I recently spoke to a recruiter at Skyscanner, and he mentioned that they have also adopted a similar model to Spotify. He called the model "Squads and tribes".
I work for Skyscanner, and can confirm this. It's a very effective model for managing a business this size, and IMHO fosters innovation within the business. Very basic description of the model as it is at Skyscanner:
Tribes - High level products (hotels, flights, car hire)
Chapters - "Departments"; areas of expertise (data acquisition, front end)
Squads - Autonomous project units (New features, development of an existing feature)
Guilds - Informal interest groups (Linux, Python, agile development)
Everyone is in a Tribe and a Chapter relating to their "department", and area of expertise; Squads are formed to work on projects, then disbanded once the project is finished; anyone can join and participate in Guilds, which serve as interest/support groups for technologies/strategies/methodologies.

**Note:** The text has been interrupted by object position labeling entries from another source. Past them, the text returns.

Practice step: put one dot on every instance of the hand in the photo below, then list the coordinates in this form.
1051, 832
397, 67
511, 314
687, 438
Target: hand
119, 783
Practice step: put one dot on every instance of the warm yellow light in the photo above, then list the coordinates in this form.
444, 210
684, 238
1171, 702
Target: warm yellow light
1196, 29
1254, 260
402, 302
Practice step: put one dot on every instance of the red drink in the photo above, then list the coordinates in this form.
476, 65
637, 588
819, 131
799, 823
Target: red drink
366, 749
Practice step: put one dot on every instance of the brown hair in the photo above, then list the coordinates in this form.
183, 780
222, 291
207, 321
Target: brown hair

Edit: Corrected my brainfart. Thanks ssabev! Can't believe I did it twice...
That's a good question. I think about it as a way to distinguish from e.g. departments, projects etc and set the connotation that these are different things. If you use them to mean a 1:1 mapping to e.g. projects, then it falls apart. The terms aren't important per se.
In other words – you can't make a race horse by painting a pig brown.
Cool to hear our model is getting adopted. A big difference here is that chapters at Spotify aren't departments, they are usually fairly small (5-10 people), and that squads are long lived, rather than project focused.
Never worked at Spotify but they seem very innovative (and they already let me rock out for eight hours everyday), so hey, nothing to bad say on my end.